Crime & Accidents News
17 March 2017

In the personal loan sector, impersonation or identity theft is the number one contributor to fraud with men between the ages of 28 and 40 being the primary targets. This is followed by credit card transaction dispute and phishing fraud. 
“More and more South Africans are losing money due to identity fraud and the clever execution of the fraud often makes it very difficult to detect,” says Alfred Ramosedi, Executive for Sales and Marketing at African Bank. 
The South African Fraud Prevention Service (SAFPS), say identity theft in South Africa has in fact increased substantially over the last six years.  “Last year alone, we saved the banking industry R1.7 billion based on accounts that were declined as a result of a listing at the SAFPS,” says SAFPS’ Manie Van Schalkwyk.

SAFPS confirm that the scale of the identity theft is rising as more and more transactions are done electronically. “The problem is that victims usually only discover that they were the victims of identity theft once they are negatively listed for non-payment of accounts opened in their names or once their credit or loan applications are rejected,” says Van Schalkwyk.

ID theft normally starts with a stolen or lost ID book. The victim’s photograph is usually replaced with that of the fraudster who is doing the impersonation. “Armed with a fraudulent ID book, fraudulent bank statements etc. they can apply for loans, take out contracts or even open fraudulent bank accounts,” says Ramosedi.

While the theft of identity won’t cost you in the short term, it is the long-term cost that needs to be factored in. “You have to be removed from being blacklisted by credit bureaux, prove that the transactions weren’t yours and in some instances even change your identity number,” explains Ramosedi.

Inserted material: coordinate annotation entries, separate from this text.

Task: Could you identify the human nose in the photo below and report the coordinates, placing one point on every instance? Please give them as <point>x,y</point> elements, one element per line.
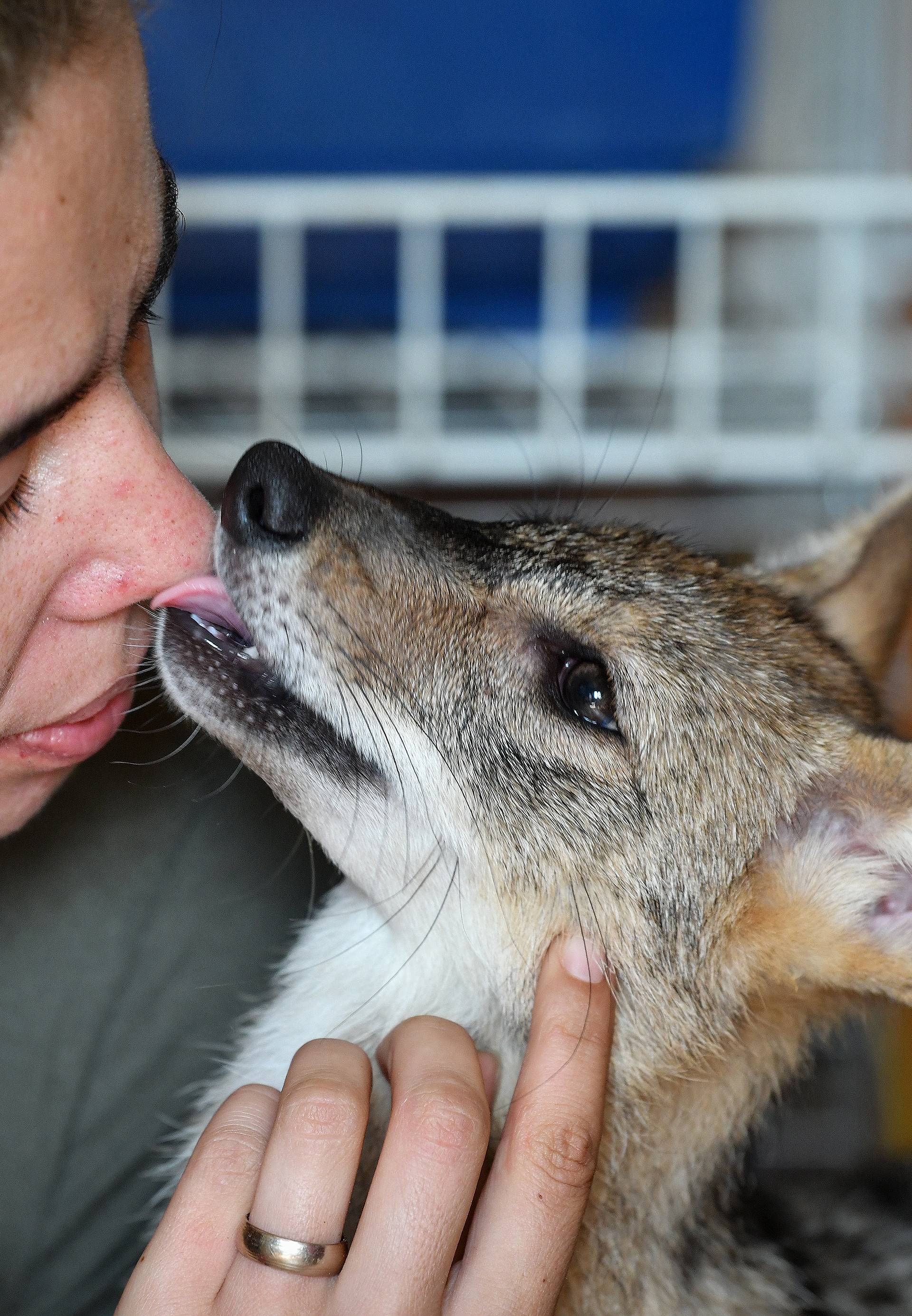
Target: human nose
<point>137,526</point>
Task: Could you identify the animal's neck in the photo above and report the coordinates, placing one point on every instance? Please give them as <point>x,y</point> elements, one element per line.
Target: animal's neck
<point>665,1230</point>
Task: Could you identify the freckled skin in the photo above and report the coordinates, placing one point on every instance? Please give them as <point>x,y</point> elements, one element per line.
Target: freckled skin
<point>79,195</point>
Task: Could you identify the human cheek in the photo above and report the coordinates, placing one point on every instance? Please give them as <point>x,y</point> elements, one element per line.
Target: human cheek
<point>140,376</point>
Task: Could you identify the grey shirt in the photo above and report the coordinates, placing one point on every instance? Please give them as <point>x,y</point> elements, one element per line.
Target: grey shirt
<point>137,923</point>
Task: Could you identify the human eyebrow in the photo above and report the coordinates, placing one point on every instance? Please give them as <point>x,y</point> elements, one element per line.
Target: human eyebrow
<point>26,430</point>
<point>171,228</point>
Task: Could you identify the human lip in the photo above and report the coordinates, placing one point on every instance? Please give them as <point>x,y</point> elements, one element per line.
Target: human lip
<point>78,736</point>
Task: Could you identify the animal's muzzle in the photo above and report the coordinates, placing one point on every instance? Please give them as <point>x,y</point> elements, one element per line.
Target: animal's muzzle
<point>274,498</point>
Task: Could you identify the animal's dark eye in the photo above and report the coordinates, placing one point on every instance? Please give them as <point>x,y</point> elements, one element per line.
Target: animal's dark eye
<point>588,693</point>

Ramosedi says criminals are extremely resourceful and will resort to any measures to get one’s personal information and once they set up a fake ID, they look like they are transacting as a legitimate person.

In order to safeguard yourself from identity fraud, here are some useful hints and tips to follow;

  • Do not carry unnecessary personal information in your wallet or purse.
  • Do not disclose personal information such as passwords and pins when asked to do so by anyone via telephone, fax or even email.
  • Do not write down pins and passwords and avoid obvious choices like birth dates and first names.
  • Do not use internet cafes or unsecure terminals (hotels, conference centres etc.) to do your banking.
  • Do not be a victim of dumpster diving. Never throw away documents with your bank account details or other personal information without first destroying the information.  

If you are worried you may become a victim of fraud, you can ask the bureaux to put an alert on your name and you will be notified in the event anyone tries to open a fraudulent account in your name.

Consumers can also lodge a Protective Registrations or register as a Victim with the SAFPS. This is a free service to consumers. Consumers can contact SAFPS on 0860 101 248 or SMS the word “protectid” to 43366 and they will be contacted directly.